Found a Micronta VTVM
 

Picked this little gem up for $5.00 at a Thrift Store.
It had something banging around inside that I thought might be a battery and it was, a "C" Cell Duracell that expired in 2000, it's not leaking though, not even dead for that matter, my meter shows 1.8 volts coming out of it!
That doesn't sound quite right but it makes a speaker pop so it has something in it.

The VTVM doesn't seem to work, unless the battery needs to be in place to do so? It'll Zero but I get nothing measuring DC volts.
Maybe it needs recapped.

It uses Telefunken tubes, one of which is a 12AU7, have you priced Telefunken 12AU7's on eBay lately? :D

No the battery is only for the resistance ranges. Check the tubes, if they are properly plugged in and light up. There is a power supply of course so maybe something has gone wrong there.

As for recapping, probably the only part would be the filter capacitor. Measure the B+ and see if it's around 150V.

The 12AU7 is the meter driver so it is okay. What are you using for a probe? The DC probe almost certainly would have a resistor inside; maybe yours is broken.

I didn't get a probe with it. I have one from another Sencore meter, it's a Solid State unit and has a BNC type connector where this one has one of the old funky threaded ones.
Is the probe specific to the model of meter or are they interchangeable?

It is specific but there are only a few types. The differences are, generally, the connector and the value of the internal resistor.

Best to find a manual the unit or, failing that, open it and draw out a diagram of the input circuit. That circuit will come from the probe connector to the range switch. You can write down the values of the various resistors, compare to the voltage range, and reverse engineer the value of the probe resistor.

Probe
 

Try a RG-58 or similar shielded cable with a 1 meg resistor in series with the center wire. You want the resistor out at the business end of the test lead. The resistors purpose is to isolate the cables stray capacitance from affecting the circuit being measured. BTW a BNC panel connector will drop right in the same mounting hole as the funky mike jack.

Just to confuse matters, a few VTVM probes also included a switch to short out the resistor for AC and Ohms measurements. That's a very nice meter you found for five bucks.

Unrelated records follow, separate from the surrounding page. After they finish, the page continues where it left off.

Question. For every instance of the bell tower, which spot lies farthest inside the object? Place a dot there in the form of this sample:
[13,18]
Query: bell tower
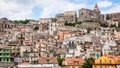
[96,8]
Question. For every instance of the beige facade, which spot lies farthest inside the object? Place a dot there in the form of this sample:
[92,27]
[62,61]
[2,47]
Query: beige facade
[87,14]
[68,16]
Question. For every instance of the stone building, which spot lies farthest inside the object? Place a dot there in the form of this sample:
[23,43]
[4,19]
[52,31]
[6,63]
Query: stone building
[67,16]
[5,23]
[87,14]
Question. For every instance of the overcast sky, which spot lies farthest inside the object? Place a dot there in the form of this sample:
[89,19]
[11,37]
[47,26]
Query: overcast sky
[35,9]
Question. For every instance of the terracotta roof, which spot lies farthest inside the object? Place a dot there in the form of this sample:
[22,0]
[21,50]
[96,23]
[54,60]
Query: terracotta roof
[46,60]
[25,63]
[4,46]
[71,61]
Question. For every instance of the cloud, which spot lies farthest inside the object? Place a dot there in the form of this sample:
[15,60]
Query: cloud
[22,9]
[58,6]
[104,3]
[114,9]
[15,9]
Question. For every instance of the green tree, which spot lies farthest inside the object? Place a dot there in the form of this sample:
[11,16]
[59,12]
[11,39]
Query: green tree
[60,60]
[87,63]
[36,28]
[22,21]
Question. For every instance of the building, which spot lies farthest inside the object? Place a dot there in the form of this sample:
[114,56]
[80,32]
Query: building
[107,61]
[5,56]
[5,23]
[73,62]
[87,14]
[67,16]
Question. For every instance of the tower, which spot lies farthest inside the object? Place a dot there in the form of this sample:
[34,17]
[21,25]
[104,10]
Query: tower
[97,12]
[96,8]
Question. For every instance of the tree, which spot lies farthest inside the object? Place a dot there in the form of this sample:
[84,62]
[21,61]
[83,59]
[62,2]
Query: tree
[60,60]
[22,21]
[87,63]
[36,28]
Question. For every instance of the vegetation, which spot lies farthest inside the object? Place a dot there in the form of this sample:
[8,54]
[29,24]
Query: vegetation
[60,60]
[89,21]
[22,21]
[36,28]
[72,24]
[87,63]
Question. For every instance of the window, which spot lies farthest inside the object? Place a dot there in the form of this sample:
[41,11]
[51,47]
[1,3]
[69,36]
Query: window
[100,66]
[82,13]
[95,66]
[100,61]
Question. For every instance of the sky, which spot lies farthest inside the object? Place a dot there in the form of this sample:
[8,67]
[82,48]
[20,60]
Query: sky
[35,9]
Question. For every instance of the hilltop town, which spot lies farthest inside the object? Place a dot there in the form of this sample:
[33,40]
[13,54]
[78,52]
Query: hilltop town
[69,40]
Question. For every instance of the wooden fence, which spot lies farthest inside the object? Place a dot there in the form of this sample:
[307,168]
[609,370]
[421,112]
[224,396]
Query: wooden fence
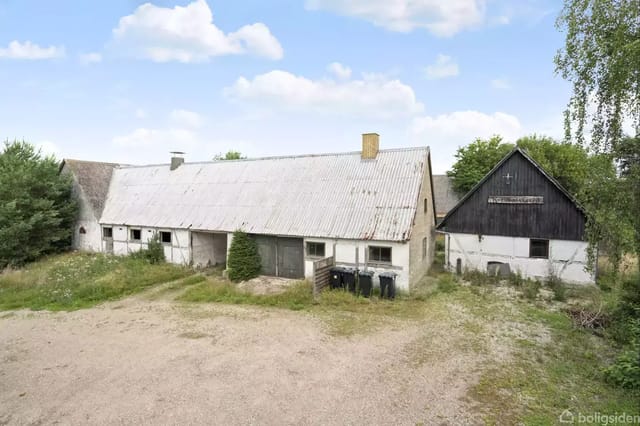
[321,274]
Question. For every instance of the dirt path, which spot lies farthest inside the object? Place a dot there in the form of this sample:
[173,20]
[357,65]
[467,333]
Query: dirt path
[160,362]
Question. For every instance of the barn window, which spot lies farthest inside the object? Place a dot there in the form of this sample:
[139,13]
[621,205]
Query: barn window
[135,235]
[380,254]
[315,249]
[424,248]
[539,248]
[107,232]
[165,237]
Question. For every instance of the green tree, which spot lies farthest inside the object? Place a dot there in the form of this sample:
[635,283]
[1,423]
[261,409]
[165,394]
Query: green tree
[37,209]
[230,155]
[475,160]
[244,259]
[601,58]
[571,165]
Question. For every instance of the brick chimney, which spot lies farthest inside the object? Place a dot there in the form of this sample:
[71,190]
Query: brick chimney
[370,146]
[177,159]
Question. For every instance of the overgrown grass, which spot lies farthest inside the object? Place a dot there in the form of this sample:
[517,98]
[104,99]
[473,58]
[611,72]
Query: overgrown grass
[545,378]
[75,280]
[345,313]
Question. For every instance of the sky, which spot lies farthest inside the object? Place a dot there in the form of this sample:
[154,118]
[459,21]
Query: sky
[127,81]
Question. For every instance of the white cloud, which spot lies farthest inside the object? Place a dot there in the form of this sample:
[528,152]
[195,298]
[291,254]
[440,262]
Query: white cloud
[339,70]
[441,18]
[371,96]
[445,133]
[186,118]
[500,84]
[443,67]
[90,58]
[187,34]
[28,50]
[157,138]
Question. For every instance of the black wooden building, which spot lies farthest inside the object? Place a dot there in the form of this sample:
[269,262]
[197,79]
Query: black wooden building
[517,198]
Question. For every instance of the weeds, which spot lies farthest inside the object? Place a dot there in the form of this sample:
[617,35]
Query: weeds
[75,281]
[447,283]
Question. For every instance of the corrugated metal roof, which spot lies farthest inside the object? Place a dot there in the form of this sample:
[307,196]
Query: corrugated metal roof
[329,195]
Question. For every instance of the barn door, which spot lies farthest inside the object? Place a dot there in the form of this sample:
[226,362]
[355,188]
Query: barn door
[267,249]
[290,258]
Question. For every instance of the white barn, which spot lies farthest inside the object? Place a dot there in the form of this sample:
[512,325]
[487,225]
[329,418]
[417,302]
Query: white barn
[519,216]
[370,210]
[91,181]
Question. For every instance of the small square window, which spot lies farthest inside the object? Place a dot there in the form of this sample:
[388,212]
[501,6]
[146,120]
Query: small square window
[539,248]
[165,237]
[380,254]
[315,249]
[135,235]
[107,232]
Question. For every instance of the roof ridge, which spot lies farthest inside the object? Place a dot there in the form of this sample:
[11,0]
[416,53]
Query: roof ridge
[281,157]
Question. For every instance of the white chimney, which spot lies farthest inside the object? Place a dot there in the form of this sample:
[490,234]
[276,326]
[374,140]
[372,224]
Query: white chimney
[370,146]
[177,159]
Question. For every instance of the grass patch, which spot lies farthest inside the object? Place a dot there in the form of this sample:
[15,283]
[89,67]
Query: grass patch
[78,280]
[345,313]
[545,378]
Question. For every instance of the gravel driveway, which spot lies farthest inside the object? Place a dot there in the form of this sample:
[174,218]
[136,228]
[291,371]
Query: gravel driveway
[161,362]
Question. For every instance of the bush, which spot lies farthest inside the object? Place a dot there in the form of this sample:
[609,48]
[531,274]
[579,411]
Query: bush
[37,209]
[626,310]
[558,288]
[531,289]
[244,259]
[447,283]
[625,372]
[154,253]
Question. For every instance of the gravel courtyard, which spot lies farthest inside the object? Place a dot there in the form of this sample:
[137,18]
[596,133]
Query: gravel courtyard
[143,361]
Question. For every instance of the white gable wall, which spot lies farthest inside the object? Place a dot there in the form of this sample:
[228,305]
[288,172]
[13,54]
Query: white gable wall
[567,259]
[90,240]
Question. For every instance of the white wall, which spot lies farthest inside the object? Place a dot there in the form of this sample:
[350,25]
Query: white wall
[179,251]
[91,239]
[353,253]
[208,248]
[567,259]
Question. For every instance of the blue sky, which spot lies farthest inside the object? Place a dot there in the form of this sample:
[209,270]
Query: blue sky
[129,81]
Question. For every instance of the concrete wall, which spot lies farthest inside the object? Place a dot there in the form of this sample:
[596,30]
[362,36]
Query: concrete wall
[354,254]
[91,239]
[567,259]
[423,227]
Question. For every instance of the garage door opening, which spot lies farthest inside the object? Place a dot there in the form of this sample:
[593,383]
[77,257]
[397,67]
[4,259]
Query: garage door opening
[281,257]
[208,249]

Just to confuse matters, many VTVMs used other value resistors. For instance, 22 Megohm and 100 Megohm values have been used.

Lacking a manual, you need to trace the circuit and see what resistors are in the range switch. You can apply a known voltage and add resistance until the ranges switch as they should. In other words, the resistor is part of the voltage divider and needs to be the correct value in order for the ranges to work properly, one to the next.

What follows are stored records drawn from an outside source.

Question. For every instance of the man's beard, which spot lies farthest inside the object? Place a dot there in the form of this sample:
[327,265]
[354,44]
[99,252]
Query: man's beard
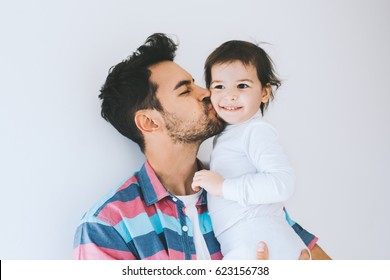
[192,131]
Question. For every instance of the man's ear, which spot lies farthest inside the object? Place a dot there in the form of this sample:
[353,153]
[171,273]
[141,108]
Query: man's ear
[266,93]
[147,120]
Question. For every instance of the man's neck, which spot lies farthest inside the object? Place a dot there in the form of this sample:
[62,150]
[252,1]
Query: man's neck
[175,166]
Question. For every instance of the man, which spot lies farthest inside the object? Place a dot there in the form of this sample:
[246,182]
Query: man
[156,214]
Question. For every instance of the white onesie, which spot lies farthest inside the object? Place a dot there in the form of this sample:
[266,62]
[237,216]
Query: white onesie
[258,179]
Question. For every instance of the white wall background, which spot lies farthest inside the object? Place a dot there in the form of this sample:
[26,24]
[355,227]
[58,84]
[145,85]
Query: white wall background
[58,156]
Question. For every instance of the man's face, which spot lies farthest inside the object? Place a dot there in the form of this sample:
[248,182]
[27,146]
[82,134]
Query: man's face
[188,114]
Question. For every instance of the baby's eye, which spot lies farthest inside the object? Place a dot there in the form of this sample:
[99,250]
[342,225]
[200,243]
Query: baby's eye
[242,86]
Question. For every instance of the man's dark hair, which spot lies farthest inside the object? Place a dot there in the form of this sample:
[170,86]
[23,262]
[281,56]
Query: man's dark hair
[249,54]
[128,88]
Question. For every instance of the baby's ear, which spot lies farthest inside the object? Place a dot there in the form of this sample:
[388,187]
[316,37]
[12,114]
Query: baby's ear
[266,93]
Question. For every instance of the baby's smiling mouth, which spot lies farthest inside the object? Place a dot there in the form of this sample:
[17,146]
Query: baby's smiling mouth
[230,108]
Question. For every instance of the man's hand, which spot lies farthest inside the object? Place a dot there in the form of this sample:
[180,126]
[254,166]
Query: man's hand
[210,181]
[262,252]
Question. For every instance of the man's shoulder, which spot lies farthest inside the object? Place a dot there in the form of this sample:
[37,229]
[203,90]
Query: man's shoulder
[110,207]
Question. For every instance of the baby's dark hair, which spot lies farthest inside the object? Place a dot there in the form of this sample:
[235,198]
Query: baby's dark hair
[249,54]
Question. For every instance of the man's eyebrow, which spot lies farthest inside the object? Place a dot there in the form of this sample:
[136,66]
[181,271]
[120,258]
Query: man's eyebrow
[183,83]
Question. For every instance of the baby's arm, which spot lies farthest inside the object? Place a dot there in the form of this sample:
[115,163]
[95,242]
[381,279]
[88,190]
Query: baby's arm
[209,180]
[274,180]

The first thing is to see if the meter responds to a voltage at the DC input. If so, you are in business; if not, some troubleshooting is in order.

That's very interesting. I can't imagine what the purpose would be of putting that high of value isolation resistor out in the prob, unless it's a specific very high voltage probe? :scratch2: 1 meg does seem to be the most common.

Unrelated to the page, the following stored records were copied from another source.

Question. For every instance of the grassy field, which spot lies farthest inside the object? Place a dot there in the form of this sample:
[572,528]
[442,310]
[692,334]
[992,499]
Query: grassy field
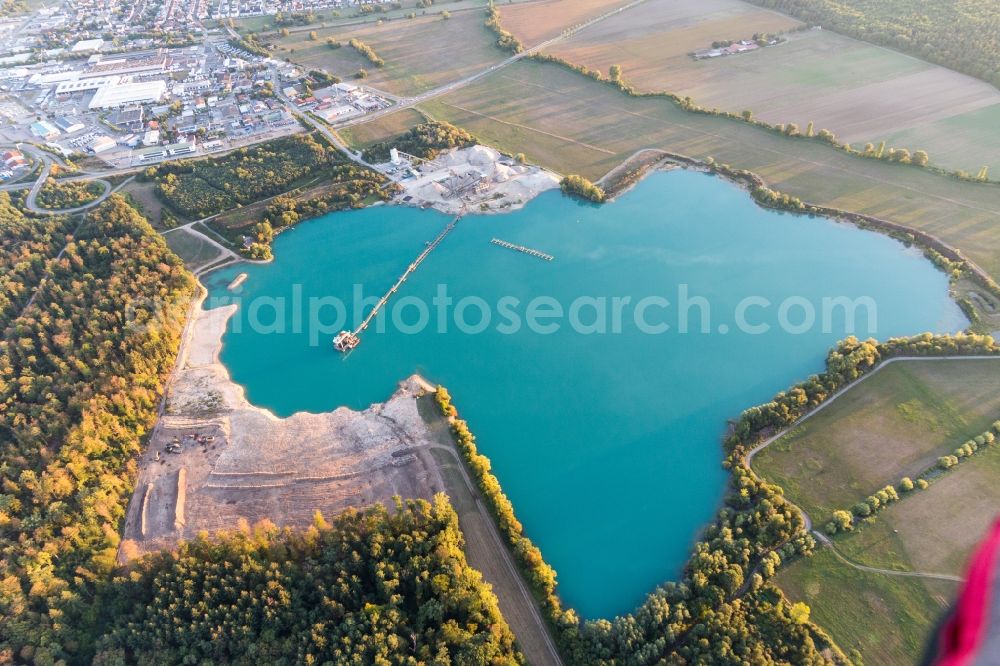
[889,618]
[935,529]
[859,91]
[143,196]
[192,250]
[964,141]
[366,134]
[572,124]
[350,17]
[886,618]
[895,423]
[536,22]
[419,54]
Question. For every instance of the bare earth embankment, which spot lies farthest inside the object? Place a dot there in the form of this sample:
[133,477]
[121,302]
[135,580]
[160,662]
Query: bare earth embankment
[250,465]
[241,463]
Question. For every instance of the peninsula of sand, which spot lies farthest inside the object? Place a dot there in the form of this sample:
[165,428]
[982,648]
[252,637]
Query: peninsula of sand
[215,461]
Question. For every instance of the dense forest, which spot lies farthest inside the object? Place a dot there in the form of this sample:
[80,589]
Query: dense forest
[56,194]
[81,370]
[373,587]
[425,140]
[201,188]
[960,34]
[26,244]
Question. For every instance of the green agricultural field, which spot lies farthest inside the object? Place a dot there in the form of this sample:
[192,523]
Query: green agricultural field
[535,22]
[957,142]
[351,17]
[573,124]
[859,91]
[420,54]
[375,131]
[192,249]
[935,529]
[893,424]
[888,619]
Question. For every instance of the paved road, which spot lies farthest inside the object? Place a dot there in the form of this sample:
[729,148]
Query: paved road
[408,102]
[226,255]
[820,536]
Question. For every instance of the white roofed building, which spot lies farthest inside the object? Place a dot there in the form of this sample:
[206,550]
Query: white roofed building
[87,45]
[112,96]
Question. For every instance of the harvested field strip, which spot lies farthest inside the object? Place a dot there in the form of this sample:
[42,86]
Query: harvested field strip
[532,129]
[537,22]
[894,424]
[419,54]
[546,98]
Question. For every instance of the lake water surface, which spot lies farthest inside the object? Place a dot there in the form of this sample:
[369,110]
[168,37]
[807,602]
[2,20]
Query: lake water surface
[608,444]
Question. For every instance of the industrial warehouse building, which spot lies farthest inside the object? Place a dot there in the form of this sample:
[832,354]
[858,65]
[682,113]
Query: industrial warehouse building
[113,96]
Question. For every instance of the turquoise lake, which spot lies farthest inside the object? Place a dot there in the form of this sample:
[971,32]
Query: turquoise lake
[608,444]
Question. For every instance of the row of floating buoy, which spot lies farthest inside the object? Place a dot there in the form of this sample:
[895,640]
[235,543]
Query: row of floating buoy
[521,248]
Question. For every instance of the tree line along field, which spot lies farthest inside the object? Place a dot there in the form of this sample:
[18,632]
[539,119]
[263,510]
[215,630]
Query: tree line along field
[537,108]
[875,618]
[420,53]
[861,92]
[400,9]
[896,423]
[536,22]
[960,34]
[893,424]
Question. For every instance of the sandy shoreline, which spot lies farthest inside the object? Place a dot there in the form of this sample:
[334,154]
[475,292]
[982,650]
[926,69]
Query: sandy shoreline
[240,463]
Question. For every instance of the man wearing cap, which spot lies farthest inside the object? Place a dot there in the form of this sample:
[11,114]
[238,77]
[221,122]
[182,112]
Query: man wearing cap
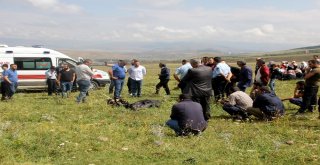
[267,105]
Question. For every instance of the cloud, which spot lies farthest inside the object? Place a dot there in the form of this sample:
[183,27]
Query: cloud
[170,30]
[209,29]
[161,3]
[56,6]
[261,31]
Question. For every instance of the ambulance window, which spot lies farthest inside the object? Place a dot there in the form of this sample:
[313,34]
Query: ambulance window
[71,62]
[33,63]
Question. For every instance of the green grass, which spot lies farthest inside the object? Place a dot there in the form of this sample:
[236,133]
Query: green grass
[38,129]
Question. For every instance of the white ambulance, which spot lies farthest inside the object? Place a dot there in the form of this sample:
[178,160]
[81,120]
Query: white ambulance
[33,62]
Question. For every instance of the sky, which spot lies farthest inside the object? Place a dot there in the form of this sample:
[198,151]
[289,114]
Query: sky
[124,24]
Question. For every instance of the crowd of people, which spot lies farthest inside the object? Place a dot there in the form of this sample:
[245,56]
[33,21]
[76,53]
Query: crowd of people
[63,77]
[199,81]
[228,85]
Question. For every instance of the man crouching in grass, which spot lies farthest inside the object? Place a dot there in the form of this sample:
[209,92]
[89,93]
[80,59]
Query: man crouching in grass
[187,117]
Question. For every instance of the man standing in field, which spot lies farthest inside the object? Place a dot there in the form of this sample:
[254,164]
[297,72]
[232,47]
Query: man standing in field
[164,77]
[136,73]
[66,78]
[263,73]
[312,78]
[245,76]
[84,74]
[198,85]
[182,71]
[4,88]
[118,74]
[220,77]
[51,76]
[10,77]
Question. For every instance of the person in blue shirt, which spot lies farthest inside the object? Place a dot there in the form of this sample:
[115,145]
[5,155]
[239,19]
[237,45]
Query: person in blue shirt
[11,79]
[164,77]
[4,89]
[118,74]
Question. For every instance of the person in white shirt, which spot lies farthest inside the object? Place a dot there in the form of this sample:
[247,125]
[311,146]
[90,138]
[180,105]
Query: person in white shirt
[51,76]
[84,74]
[136,73]
[182,71]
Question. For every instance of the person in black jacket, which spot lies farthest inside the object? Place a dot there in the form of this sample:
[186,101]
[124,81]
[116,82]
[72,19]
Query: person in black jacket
[187,117]
[164,77]
[267,105]
[198,85]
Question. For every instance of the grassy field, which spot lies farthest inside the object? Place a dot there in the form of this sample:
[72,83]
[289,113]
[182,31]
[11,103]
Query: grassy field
[38,129]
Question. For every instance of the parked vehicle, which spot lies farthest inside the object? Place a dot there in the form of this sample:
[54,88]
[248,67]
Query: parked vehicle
[32,63]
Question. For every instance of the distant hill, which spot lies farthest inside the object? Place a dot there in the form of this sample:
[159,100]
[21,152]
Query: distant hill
[176,53]
[309,47]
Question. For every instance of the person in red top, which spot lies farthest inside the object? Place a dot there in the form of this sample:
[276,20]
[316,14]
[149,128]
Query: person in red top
[263,73]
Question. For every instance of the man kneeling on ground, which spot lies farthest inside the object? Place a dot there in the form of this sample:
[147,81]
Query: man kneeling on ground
[237,103]
[187,117]
[267,105]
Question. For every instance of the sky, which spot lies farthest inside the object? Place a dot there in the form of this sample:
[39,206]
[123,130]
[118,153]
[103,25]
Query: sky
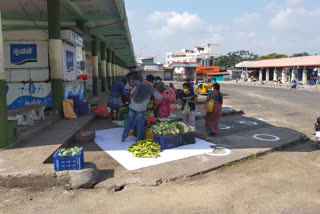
[260,26]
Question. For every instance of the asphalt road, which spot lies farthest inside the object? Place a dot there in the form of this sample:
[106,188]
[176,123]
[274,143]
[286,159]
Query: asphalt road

The reason is simple. It's money. The higher the resistance, the higher the input impedance to be able to list in the specifications. There is no specific limit on it so they push it.

I thought the 1M resistor was part of a voltage divider with a 10M resistance inside the meter.

That is true. But the values used vary with the model. For instance, some units have 100 Megohms inside and 22 Megohms in the probe for an input resistance of 122 Megohms.

The value of the probe resistor depends on the instrument input resistance on DC volts scale. A 10 meg input uses a one meg resistor. A 15 meg uses a 7 meg resistor and so on. Without the schematic, measure the DC resistance of the device while switched to DC volts.

Wouldn't that be a 1.7 meg- 1/10 the internal resistance? :scratch2: If not then I guess I don't see the common ratio.

There is no rule. All depends on the design of the input attenuator and the specific ranges desired as well as the amplifier sensitivity.

Basically, one must discover the correct value by whatever means, either research or test or reverse engineering.

Kevin:

I do not imply that there is a constant ratio of the probe resistor and the divider. Since the divider must also work on AC, that must be considered. The probe resistor both isolates the rest of the probe assembly and completes the divider for DC.

Actually 15 meg dividers use 7 meg probe resistors for a 22 meg input resistance. That doubles the DC input resistance of 11 meg meters.

For a start, either measure the input resistance or add up all the values in the divider network.